Les JNE en Cévennes : Congrès, Assemblée générale et découverte d’une région

Le Congrès des JNE et son Assemblée générale ont eu lieu dans les Cévennes les 20, 21 et 22 mai 2022, avec l’appui du Syndicat des Hautes Vallées Cévenoles et du Parc National des Cévennes.

par Marie Joséphine Grojean

Cela donna lieu à quelques visites rapides dans le piémont peu après l’arrivée (Maison de la réserve de la Biosphère et Pôle agri-alimentaire). Puis nous arrivâmes au cœur de ces moyennes montagnes méditerranéennes, et tout bascula : le Congrès annoncé (mais qu’est-ce donc qu’un Congrè s?) se transforma en découverte précieuse d’une Nature en parfaite symbiose avec une Culture.
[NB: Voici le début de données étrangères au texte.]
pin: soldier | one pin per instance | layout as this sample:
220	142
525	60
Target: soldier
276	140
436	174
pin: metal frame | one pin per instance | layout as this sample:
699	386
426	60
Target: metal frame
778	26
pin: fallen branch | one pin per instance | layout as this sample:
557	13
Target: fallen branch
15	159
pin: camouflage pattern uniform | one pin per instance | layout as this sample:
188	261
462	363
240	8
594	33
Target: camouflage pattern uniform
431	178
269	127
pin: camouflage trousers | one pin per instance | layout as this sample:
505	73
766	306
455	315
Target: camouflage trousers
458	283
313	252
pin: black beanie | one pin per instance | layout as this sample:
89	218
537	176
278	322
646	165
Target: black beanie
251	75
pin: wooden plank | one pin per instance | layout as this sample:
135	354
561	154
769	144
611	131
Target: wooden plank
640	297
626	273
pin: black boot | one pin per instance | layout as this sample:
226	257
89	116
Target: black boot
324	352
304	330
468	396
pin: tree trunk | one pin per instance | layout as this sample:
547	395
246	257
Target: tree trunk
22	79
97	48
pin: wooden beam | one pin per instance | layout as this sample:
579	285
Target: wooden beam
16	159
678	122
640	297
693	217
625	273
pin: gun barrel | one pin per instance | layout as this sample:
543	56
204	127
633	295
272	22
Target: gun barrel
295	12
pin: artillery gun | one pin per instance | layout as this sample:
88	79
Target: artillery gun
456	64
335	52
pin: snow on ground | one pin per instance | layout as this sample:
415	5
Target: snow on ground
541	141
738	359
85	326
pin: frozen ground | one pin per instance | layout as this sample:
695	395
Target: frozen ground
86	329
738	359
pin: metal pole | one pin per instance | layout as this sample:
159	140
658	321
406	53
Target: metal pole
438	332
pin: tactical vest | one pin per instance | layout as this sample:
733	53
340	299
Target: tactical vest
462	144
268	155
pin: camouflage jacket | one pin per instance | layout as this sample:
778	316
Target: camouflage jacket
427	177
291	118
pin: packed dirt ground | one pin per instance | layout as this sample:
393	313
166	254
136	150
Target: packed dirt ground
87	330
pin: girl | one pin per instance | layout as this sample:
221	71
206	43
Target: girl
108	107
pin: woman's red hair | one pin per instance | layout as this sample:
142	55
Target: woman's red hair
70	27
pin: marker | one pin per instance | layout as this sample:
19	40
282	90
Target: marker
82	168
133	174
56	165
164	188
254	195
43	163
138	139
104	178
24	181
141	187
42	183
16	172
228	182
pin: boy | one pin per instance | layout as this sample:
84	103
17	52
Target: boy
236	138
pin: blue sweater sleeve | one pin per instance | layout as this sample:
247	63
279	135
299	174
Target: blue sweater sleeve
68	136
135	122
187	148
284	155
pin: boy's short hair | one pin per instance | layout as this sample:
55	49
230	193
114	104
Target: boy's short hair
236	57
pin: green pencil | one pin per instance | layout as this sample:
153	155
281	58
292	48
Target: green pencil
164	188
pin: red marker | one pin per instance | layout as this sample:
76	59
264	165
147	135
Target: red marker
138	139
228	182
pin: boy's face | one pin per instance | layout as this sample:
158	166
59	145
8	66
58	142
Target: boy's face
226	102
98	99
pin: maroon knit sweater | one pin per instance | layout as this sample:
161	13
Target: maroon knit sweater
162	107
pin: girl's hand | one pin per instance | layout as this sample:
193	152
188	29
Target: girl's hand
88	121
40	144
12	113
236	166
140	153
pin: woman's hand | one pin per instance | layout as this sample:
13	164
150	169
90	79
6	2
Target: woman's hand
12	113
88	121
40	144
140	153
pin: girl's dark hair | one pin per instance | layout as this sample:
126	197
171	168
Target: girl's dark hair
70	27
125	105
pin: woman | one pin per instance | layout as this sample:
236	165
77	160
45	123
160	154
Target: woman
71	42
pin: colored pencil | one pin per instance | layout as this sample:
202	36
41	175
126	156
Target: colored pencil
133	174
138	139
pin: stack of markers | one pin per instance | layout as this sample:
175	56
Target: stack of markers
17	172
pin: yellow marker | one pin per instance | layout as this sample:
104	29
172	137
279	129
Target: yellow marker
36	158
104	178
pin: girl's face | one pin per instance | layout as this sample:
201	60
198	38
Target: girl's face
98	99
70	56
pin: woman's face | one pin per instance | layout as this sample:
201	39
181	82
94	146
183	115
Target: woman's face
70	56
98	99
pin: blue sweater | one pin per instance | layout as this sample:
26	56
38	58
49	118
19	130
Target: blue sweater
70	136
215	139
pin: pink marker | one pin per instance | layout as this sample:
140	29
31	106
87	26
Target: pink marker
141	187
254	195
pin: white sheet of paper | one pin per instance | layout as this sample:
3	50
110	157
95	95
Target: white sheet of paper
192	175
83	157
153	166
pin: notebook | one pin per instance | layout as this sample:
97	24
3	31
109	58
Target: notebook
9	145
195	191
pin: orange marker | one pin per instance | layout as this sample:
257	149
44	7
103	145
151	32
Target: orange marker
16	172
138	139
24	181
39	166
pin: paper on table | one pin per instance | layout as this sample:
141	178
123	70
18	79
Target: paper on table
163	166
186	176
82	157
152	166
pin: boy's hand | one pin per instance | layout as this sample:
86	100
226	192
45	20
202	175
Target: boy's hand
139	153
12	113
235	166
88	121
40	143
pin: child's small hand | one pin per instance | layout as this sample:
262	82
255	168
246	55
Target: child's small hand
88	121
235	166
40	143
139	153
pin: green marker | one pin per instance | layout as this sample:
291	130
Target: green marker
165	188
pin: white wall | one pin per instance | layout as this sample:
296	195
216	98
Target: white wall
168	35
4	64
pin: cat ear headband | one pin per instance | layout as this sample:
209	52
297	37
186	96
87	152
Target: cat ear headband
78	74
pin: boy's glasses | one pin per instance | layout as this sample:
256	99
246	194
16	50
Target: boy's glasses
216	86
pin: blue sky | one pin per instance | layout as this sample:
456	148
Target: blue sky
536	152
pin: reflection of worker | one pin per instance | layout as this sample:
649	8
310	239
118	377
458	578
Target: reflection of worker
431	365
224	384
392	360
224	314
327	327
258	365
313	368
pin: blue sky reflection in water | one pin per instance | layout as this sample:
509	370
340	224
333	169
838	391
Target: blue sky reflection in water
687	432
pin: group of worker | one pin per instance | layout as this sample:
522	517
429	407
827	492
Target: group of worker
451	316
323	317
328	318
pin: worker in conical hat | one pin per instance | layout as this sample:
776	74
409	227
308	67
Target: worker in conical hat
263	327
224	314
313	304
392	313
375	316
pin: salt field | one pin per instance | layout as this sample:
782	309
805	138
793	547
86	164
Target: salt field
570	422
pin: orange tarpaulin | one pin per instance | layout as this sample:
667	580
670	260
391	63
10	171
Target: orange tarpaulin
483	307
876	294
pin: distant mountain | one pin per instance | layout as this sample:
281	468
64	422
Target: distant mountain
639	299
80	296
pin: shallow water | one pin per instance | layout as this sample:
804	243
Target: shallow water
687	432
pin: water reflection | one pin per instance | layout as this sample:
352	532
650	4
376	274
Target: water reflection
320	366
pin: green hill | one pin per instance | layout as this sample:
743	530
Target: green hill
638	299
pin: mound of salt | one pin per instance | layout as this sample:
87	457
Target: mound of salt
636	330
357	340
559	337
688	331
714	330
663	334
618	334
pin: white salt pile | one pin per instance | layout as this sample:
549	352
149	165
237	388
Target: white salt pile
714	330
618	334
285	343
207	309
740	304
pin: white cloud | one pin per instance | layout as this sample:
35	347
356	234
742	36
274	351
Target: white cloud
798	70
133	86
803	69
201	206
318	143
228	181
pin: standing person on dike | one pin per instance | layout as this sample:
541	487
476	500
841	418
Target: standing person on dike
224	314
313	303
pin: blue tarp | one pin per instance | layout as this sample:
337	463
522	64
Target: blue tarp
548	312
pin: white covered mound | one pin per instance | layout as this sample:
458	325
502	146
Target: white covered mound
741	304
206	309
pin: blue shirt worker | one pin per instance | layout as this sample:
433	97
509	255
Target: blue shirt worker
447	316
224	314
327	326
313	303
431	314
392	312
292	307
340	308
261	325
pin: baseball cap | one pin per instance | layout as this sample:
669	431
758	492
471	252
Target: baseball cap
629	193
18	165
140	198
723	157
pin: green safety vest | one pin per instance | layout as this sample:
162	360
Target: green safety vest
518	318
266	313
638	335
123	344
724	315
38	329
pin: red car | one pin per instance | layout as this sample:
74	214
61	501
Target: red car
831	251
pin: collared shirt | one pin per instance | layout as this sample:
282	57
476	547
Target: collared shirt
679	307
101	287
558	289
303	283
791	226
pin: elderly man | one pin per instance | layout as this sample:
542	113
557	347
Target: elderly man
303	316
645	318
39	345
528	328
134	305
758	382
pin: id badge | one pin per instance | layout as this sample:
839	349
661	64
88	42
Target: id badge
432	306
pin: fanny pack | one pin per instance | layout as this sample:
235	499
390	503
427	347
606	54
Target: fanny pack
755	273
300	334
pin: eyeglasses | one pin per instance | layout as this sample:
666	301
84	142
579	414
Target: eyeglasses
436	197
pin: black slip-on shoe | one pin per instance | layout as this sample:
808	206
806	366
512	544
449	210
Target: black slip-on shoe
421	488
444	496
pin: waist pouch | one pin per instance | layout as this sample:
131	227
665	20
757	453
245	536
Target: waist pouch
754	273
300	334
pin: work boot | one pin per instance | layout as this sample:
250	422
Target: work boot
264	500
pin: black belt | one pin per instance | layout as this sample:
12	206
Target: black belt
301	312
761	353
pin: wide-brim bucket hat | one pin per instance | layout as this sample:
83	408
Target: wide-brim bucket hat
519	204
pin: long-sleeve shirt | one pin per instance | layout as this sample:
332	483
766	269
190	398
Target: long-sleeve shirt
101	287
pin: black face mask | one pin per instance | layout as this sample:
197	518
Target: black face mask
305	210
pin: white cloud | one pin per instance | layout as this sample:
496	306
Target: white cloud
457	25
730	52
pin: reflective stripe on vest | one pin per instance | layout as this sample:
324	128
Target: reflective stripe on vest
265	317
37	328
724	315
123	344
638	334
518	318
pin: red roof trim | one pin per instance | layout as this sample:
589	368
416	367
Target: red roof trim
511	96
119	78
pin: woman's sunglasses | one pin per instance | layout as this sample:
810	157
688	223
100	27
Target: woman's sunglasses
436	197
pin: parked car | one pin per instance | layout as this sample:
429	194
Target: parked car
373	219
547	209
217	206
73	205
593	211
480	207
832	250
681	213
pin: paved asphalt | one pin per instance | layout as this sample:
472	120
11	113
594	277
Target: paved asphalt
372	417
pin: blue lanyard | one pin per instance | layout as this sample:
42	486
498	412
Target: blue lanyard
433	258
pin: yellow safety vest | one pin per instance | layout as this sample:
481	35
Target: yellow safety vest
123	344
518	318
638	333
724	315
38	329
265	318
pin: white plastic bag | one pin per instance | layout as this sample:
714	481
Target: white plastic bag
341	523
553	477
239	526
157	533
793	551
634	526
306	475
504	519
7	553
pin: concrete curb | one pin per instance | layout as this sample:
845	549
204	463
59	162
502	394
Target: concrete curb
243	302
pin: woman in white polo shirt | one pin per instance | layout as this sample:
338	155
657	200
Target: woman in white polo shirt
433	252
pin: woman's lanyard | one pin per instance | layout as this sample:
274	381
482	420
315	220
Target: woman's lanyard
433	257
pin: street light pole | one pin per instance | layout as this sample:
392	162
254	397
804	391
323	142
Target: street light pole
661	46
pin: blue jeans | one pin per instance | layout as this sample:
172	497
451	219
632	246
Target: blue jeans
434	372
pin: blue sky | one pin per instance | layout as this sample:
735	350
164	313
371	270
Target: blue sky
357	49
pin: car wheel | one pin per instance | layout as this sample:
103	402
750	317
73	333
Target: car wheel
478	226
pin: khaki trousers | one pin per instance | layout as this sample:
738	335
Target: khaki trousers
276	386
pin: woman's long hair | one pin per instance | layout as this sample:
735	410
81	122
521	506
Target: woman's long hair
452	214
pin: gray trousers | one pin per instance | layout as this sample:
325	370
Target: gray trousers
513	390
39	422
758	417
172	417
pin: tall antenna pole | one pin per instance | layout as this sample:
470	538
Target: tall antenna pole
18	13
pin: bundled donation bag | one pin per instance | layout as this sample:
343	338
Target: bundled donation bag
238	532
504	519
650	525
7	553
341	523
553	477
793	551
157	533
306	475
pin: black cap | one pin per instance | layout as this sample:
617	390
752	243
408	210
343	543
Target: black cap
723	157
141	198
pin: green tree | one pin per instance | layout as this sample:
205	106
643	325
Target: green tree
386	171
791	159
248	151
Ce fut une expérience multiple. Car s’y retrouvent aussi le comportement surprenant, illogique et exigeant des humains modernes que nous sommes devenus ; et les défaillances d’un système proclamé infaillible : la SNCF, transport national moderne qui annule ses trains du dimanche soir (épisodes fréquents pour cause de négligence d’entretien des infrastructures ; d’où des complications insensées pour les voyageurs et les organisateurs).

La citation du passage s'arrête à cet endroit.